As global resources used within local contexts, iPads require both human and non-human actors to make them functional. Bruno Latour claims that the two extremes, local and global, "are much less interesting then the intermediary arrangements that we call networks" (Latour, 1993: 122). This presentation within a symposium on literacy resources in local-global contexts considers how iPads are used, mobilized, and understood across three different contexts in Toronto; San Diego; and Sydney and how contextual dimensions with global resources contribute to a fuller understanding of literacy teaching and learning. Through observational fieldnotes, interviews, artifactual data from all three sites, the presentation argues that iPads used for teaching and learning literacy is as much about digital epistemologies and multimodal dispositions as it is about our more traditional understandings of literacy practices.
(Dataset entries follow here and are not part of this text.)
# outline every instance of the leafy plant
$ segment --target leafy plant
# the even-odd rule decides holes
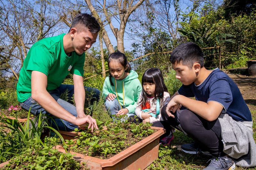
[[[114,123],[109,121],[105,125],[97,121],[99,129],[92,133],[89,131],[81,132],[77,137],[76,144],[70,150],[86,155],[108,159],[154,131],[150,128],[150,123],[136,124],[128,120],[124,121],[124,118],[121,116]]]
[[[17,119],[11,119],[4,117],[4,117],[0,118],[0,127],[4,130],[2,132],[2,136],[5,135],[11,137],[10,139],[2,138],[1,143],[5,144],[4,147],[2,148],[3,152],[12,153],[13,155],[13,152],[11,153],[9,152],[13,148],[15,150],[16,149],[21,149],[23,147],[28,147],[30,140],[34,139],[37,142],[43,145],[44,143],[41,140],[41,137],[43,129],[46,128],[53,131],[60,137],[63,144],[66,145],[64,139],[60,133],[52,127],[48,126],[48,118],[43,118],[42,114],[40,113],[33,121],[29,119],[30,112],[29,111],[28,114],[28,119],[26,123],[24,125]],[[36,123],[36,122],[37,123]],[[13,140],[15,142],[10,143],[8,142],[9,140]],[[15,145],[16,143],[18,144]]]
[[[101,96],[101,94],[100,94]],[[92,117],[94,119],[100,122],[107,122],[111,121],[112,119],[110,117],[110,113],[108,111],[104,105],[105,99],[101,96],[98,102],[94,102],[92,106]]]
[[[42,145],[36,139],[28,142],[28,147],[20,155],[12,159],[6,169],[87,169],[72,158],[70,153],[64,154],[53,148],[57,143],[55,138],[48,138]]]
[[[172,96],[181,86],[182,83],[176,78],[176,73],[173,70],[169,70],[164,76],[164,84],[167,87],[170,96]]]

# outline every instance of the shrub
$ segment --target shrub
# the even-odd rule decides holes
[[[169,70],[169,72],[165,74],[164,76],[164,83],[171,97],[179,90],[182,83],[175,77],[176,73],[174,70]]]

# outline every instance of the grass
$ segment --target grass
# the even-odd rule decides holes
[[[254,108],[251,109],[251,111],[253,121],[253,138],[256,141],[256,107],[251,107]],[[187,154],[180,150],[181,144],[193,142],[193,139],[178,130],[174,134],[174,138],[171,144],[165,147],[159,146],[158,158],[149,166],[148,169],[202,169],[207,166],[209,163],[207,162],[211,158],[202,154],[197,155]],[[256,167],[236,167],[236,170],[245,169],[256,170]]]

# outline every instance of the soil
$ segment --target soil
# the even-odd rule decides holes
[[[76,147],[74,148],[72,148],[72,147],[71,147],[70,148],[70,151],[75,152],[78,153],[81,153],[81,154],[83,154],[85,156],[87,156],[89,155],[89,156],[95,157],[95,158],[99,158],[100,159],[107,159],[113,157],[121,152],[124,151],[130,146],[133,145],[136,143],[139,142],[140,141],[146,138],[151,135],[149,134],[148,136],[147,136],[139,137],[134,137],[134,134],[130,131],[130,130],[131,129],[130,128],[128,128],[126,129],[126,130],[125,130],[125,131],[127,132],[127,133],[125,135],[126,136],[126,139],[125,140],[120,140],[118,139],[118,137],[117,137],[118,136],[120,135],[124,135],[123,132],[121,132],[117,134],[113,134],[115,135],[115,138],[117,138],[116,139],[116,142],[118,141],[124,141],[125,142],[125,144],[124,146],[124,148],[121,148],[120,150],[116,150],[115,153],[113,154],[109,154],[107,155],[105,155],[104,154],[99,152],[97,151],[90,151],[89,149],[89,148],[90,147],[90,146],[85,146],[84,144],[82,144],[81,145],[77,145],[77,146],[76,146]],[[154,133],[157,131],[157,130],[156,129],[153,129],[153,130],[154,132],[152,133],[152,134]],[[99,141],[99,144],[100,145],[103,142],[108,142],[109,143],[111,143],[111,141],[108,141],[108,139],[107,139],[101,138],[100,139],[100,140]],[[88,153],[90,153],[91,154],[88,155]]]
[[[250,110],[256,110],[256,76],[228,74],[239,88]]]

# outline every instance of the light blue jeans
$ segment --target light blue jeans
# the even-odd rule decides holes
[[[106,109],[109,111],[109,112],[112,115],[116,115],[118,111],[122,109],[121,106],[119,104],[119,103],[117,99],[115,99],[113,101],[111,100],[108,101],[107,99],[106,102],[105,102],[105,104]],[[123,108],[125,108],[125,107],[123,106],[122,106],[122,107]],[[128,113],[126,115],[129,117],[131,116],[134,116],[135,115],[135,114],[132,113]],[[114,119],[113,119],[113,120],[114,120]]]
[[[88,87],[84,87],[86,95],[92,93],[92,98],[91,103],[94,101],[98,101],[100,99],[100,92],[97,89]],[[62,100],[60,97],[60,95],[66,90],[68,91],[67,95],[68,101]],[[61,85],[59,87],[49,92],[50,94],[53,97],[61,107],[64,108],[72,115],[76,117],[77,114],[76,107],[72,104],[72,98],[74,94],[74,86],[72,85]],[[53,116],[50,113],[47,112],[37,102],[33,100],[31,97],[28,98],[26,101],[20,103],[20,107],[28,111],[30,109],[30,113],[37,116],[40,112],[42,114],[46,114],[48,116],[52,117],[52,119],[49,119],[49,125],[55,129],[61,130],[73,131],[75,128],[78,127],[70,122]]]

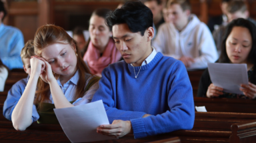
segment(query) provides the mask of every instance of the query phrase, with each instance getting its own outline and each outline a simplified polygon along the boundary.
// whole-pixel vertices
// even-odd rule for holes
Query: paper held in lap
[[[113,139],[96,132],[100,125],[109,124],[102,100],[74,107],[55,108],[54,112],[71,142]]]
[[[208,63],[209,73],[215,86],[229,93],[243,94],[241,84],[249,84],[246,64]]]

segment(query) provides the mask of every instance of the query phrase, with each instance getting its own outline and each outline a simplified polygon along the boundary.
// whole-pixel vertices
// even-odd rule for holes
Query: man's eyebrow
[[[128,34],[126,34],[126,35],[122,36],[122,37],[121,37],[121,39],[125,38],[125,37],[129,37],[129,35]],[[119,38],[115,37],[113,37],[113,39],[119,39]]]

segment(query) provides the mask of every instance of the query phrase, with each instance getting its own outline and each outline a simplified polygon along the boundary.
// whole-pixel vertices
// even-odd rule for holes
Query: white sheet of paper
[[[239,88],[249,84],[246,64],[208,63],[208,69],[214,85],[226,92],[243,94]]]
[[[99,126],[109,124],[102,100],[74,107],[55,108],[54,112],[71,142],[114,139],[96,132]]]
[[[197,112],[207,112],[206,110],[205,106],[195,106],[195,110],[197,110]]]

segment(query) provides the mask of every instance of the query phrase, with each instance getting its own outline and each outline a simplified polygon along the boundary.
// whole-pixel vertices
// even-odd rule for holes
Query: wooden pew
[[[205,106],[208,112],[256,113],[256,100],[237,98],[194,97],[195,106]]]
[[[251,120],[251,118],[256,118],[256,114],[241,114],[196,112],[195,126],[191,130],[177,130],[136,140],[133,138],[133,135],[130,134],[118,140],[97,142],[145,142],[173,136],[178,136],[181,142],[233,142],[233,140],[235,140],[236,142],[248,142],[249,140],[253,140],[256,136],[256,120]],[[208,126],[202,128],[200,124],[202,124],[203,121]],[[239,121],[243,122],[233,123]],[[33,123],[25,131],[19,132],[13,128],[11,122],[0,121],[0,141],[10,140],[11,142],[11,140],[16,140],[19,142],[69,142],[59,125]],[[241,131],[243,131],[243,134]],[[243,136],[243,134],[247,136]],[[15,138],[12,138],[11,136]],[[238,138],[240,138],[239,142],[236,139]]]
[[[181,142],[181,140],[179,140],[179,137],[174,137],[164,140],[160,140],[153,142],[150,142],[150,143],[179,143]]]

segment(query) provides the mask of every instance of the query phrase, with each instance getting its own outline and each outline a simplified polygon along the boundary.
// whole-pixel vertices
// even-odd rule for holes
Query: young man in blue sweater
[[[129,1],[106,19],[124,61],[102,72],[92,101],[102,100],[109,125],[99,134],[134,138],[190,130],[195,120],[192,87],[182,62],[156,53],[153,15],[139,1]]]

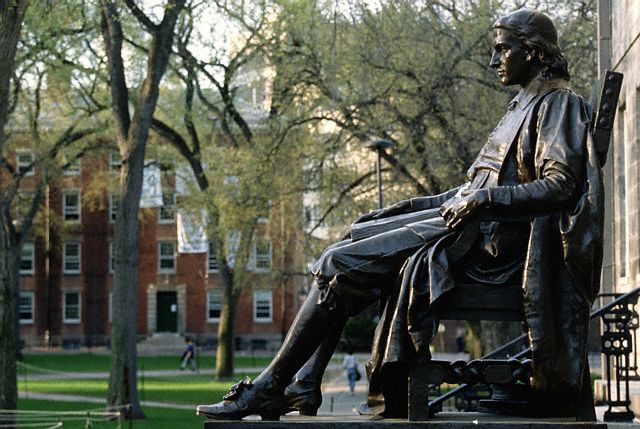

To extrapolate the nature and epistemic qualities of ipad use in multi-sited primary classrooms, we consider contextual dimensions; material and discursive dimensions; and, contrastive and comparative literacy practices between ipads and print-based books.
Latour calls "immutable mobiles" (1987) texts, technical artifacts, money, global and local discourses that make up networks. In other words, immutable mobiles are durable and it is only through mobilization of immutable mobiles that networks can circulate information, modes, and discourses. In our international study, we have similarly found that non-human and human networks circulate within classroom sites and that ipads function as immutable mobiles across these sites and function within an intermediary space between the local and the global. We will illustrate teacher take-up of ipads as literacy resources within primary classrooms and student improvisation with ipads and print-based texts and the networks that circulate in this web of praxis. We will conclude with the larger implications of such research on literacy resources as networks that circulate particular discourses and ideologies about literacy practice and pedagogy.
Latour, B. (1993). We have never been modern. Hemel Hempstead: Harvester Wheatsheaf.
Latour, B.(a) 1987. Science in Action. Cambridge, MA: Harvard University Press.